Integration Into Schools

By sonam12
  • Brown V. Board

    Brown V. Board
    the Supreme Court overturned the Plessy v. Ferguson (1896) mandate that had served to enforce the second-class citizenship of black Americans for decades after emancipation, ruling in Brown v. Board (1954) that "Separate educational facilities are inherently unequal."
  • Little Rock school board

    In Little Rock, the capital city of Arkansas, the Little Rock School Board agreed to comply with the high court's ruling. Virgil Blossom, the Superintendent of Schools, submitted a plan of gradual integration to the school board on May 24, 1955, which the board unanimously approved.
  • Emmett Till Murdered

    Emmett Till Murdered
    Two white men, J. W. Milam and Roy Bryant kidnapped a 14 year old boy Emmett Till, beat him brutally, shot him and dumped his corpse in the Tallahatchie River, all just for whistling at a white woman. Emmett was visiting his family in Mississippi.
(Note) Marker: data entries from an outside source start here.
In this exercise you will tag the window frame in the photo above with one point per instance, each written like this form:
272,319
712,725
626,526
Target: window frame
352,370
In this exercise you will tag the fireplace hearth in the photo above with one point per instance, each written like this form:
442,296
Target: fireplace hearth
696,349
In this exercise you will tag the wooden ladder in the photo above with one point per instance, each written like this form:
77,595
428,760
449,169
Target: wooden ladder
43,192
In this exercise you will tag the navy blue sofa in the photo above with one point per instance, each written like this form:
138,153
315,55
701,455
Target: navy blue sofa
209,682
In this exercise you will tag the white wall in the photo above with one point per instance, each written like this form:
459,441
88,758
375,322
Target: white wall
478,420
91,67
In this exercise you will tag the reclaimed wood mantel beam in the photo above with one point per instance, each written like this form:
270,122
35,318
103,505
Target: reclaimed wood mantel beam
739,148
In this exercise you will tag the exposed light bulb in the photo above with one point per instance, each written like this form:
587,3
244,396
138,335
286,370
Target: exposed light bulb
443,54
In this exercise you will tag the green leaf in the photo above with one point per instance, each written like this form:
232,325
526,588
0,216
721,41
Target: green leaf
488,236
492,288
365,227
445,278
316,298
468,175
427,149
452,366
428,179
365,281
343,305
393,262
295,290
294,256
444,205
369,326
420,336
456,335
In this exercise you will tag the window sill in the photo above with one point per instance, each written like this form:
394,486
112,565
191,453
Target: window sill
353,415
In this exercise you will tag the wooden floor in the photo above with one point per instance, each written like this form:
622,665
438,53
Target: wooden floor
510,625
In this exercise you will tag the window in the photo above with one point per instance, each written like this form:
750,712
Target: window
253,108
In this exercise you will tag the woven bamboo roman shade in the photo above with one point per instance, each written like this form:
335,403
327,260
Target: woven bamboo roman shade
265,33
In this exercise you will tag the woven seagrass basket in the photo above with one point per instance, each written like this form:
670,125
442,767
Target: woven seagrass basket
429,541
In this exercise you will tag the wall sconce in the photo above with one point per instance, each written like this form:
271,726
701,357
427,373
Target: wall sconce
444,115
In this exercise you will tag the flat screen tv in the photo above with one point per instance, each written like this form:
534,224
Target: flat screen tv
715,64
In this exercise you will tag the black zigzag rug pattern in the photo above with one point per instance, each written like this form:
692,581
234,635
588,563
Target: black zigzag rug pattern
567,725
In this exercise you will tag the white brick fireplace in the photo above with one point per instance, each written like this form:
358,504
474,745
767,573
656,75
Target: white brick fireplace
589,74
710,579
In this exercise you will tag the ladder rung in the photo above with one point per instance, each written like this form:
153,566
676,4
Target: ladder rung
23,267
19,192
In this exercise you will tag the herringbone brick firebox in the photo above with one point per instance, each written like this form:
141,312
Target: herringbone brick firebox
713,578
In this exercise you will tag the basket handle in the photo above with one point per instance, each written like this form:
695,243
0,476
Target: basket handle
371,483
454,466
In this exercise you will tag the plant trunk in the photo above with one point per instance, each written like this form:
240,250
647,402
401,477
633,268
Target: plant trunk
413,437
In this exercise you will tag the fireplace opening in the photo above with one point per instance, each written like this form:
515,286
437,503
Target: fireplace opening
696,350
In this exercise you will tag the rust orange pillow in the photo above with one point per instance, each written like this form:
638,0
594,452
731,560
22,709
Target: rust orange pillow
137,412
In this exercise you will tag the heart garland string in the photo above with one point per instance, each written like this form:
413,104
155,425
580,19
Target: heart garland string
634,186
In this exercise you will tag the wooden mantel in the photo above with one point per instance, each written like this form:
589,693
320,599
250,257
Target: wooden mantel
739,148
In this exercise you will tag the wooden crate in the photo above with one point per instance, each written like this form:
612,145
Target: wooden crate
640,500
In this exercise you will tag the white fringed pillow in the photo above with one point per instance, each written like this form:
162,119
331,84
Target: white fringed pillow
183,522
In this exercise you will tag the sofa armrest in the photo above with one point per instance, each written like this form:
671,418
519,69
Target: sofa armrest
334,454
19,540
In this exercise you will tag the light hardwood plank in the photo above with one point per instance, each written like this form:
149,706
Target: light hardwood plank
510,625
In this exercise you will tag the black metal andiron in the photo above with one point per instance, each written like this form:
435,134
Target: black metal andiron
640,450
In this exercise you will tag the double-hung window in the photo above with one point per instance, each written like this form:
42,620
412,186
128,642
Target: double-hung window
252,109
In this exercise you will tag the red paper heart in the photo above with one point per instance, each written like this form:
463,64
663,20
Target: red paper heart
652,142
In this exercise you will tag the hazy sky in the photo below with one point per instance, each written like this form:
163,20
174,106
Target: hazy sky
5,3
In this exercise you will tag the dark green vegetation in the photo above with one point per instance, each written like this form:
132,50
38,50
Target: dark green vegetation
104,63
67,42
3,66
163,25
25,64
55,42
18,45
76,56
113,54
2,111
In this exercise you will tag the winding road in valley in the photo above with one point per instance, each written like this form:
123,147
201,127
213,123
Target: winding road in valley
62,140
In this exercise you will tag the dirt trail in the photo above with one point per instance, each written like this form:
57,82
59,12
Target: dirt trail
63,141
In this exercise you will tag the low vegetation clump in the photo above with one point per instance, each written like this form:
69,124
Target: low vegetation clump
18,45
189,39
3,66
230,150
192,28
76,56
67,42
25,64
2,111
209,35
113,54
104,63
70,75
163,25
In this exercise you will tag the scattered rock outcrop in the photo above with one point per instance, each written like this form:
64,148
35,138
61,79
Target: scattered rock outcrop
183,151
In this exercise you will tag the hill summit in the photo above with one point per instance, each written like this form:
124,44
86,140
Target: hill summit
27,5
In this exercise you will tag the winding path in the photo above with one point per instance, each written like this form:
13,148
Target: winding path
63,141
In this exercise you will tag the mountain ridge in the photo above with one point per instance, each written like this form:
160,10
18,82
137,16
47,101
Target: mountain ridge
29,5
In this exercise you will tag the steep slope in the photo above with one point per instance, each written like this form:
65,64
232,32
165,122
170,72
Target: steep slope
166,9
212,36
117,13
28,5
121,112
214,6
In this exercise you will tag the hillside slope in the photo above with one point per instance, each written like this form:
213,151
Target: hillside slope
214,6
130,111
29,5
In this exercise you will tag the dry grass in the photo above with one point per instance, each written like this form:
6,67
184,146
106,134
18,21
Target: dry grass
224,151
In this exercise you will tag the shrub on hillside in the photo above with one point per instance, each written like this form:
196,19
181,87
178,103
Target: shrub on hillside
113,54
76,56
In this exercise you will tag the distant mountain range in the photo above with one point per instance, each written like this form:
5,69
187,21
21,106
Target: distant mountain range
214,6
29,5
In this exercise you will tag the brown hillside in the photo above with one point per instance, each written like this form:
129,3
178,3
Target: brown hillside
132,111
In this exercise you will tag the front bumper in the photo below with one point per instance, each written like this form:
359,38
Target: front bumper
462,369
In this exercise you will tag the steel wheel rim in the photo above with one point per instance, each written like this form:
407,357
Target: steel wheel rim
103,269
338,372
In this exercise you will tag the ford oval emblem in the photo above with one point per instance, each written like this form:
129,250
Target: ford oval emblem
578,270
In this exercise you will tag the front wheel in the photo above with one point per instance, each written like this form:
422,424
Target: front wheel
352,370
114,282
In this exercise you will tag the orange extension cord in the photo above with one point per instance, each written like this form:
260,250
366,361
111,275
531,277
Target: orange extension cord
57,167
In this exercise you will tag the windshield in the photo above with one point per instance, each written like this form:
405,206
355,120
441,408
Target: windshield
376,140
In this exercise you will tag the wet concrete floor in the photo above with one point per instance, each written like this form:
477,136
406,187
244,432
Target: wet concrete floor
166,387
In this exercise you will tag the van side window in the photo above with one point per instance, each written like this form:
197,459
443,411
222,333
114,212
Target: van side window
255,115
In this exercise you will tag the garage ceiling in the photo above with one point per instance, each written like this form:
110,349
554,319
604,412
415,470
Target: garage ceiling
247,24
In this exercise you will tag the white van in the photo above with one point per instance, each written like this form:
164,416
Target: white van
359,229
The two men were arrested for the murder and acquitted by an all-white jury.
  • Little Rock Nine

    Little Rock Nine
    The Little Rock Nine was a group of African-American students who were enrolled in Little Rock Central High School. Nine black students are blocked from entering the school on the orders of Governor Orval Faubus. But President Eisenhower sends federal troops to intervene on behalf of the students.
  • Virginia closes 9 schools

    Virginia closes 9 schools
    In 1958 Virginia closed nine schools in four counties rather than have them integrated, but Virginia and federal courts ruled these moves illegal.
  • Four Black Students Protest.

    Four Black Students Protest.
    Four black students from North Carolina Agricultural and Technical College begin a sit-in at a segregated Woolworth's lunch counter. Although they are refused service, they are allowed to stay at the counter. The event triggers many similar nonviolent protests throughout the South. Six months later the original four protesters are served lunch at the same Woolworth's counter. Student sit-ins would be effective throughout the Deep South in integrating parks, theaters and libraries.
  • Desegregation in Louisiana

    Desegregation in Louisiana
    In 1960 desegregation began in Louisiana; whites boycotted the integrated New Orleans public schools at first triumphantly, later with diminishing effectiveness.
  • First Black Students Register at the University of Georgia

    First Black Students Register at the University of Georgia
    Hamilton Holmes and Charlayne Hunter became the first two African American students admitted to the University, one of many segregated southern institutions. In 1961 two black students registered at the Univ. of Georgia but were suspended because of student disorders; they were later returned under a federal judge's order.
  • Freedom Riders

    Freedom Riders
    Over the spring and summer, student volunteers begin taking bus trips through the South to test out new laws that prohibit segregation in interstate travel facilities, which includes bus and railway stations. Several of the groups of "freedom riders," as they are called, are attacked by angry mobs along the way. The program, sponsored by The Congress of Racial Equality (CORE) and the Student Nonviolent Coordinating Committee (SNCC), involves more than 1,000 volunteers, black and white.
  • Violence in Mississippi

    Violence in Mississippi
    In 1962–63 violence erupted in Mississippi, precipitating a serious crisis in federal-state relations. Against the opposition of Gov. Ross R. Barnett, James H. Meredith, a black who was supported by federal court orders, registered at the Univ. of Mississippi in 1962. A mob gathered and attacked the force of several hundred federal marshals assigned to protect Meredith; two persons were killed.
  • Combat Segregation

    Combat Segregation
    In 1963, South Carolina's Clemson College became the first integrated public school in that state. Gov. George C. Wallace of Alabama was at the Univ. of Alabama attempting to block two black students from enrolling in 1963; the attempt failed. In the North attempts were also made to combat segregation. After a suit brought by black parents in 1960, the school system of New Rochelle, N.Y., was in 1961 ordered by a federal judge to be desegregated. Later, similar suits followed in other cities.
  • 16th Street Baptist Church bombing

    16th Street Baptist Church bombing
    Four young girls (Denise McNair, Cynthia Wesley, Carole Robertson, and Addie Mae Collins) attending Sunday school are killed when a bomb explodes at the Sixteenth Street Baptist Church, a popular location for civil rights meetings. Riots erupt in Birmingham, leading to the deaths of two more black youths.
  • National Advisory Commission

    The integration of southern school districts was progressing; by 1967, 22% of the black students in the 17 southern and border states were in integrated schools. However, the continued separation of blacks and whites in most areas was emphasized in 1968 when the National Advisory Commission on Civil Disorders issued a report that said, “our nation is moving toward two societies, one black, one white—separate and unequal.”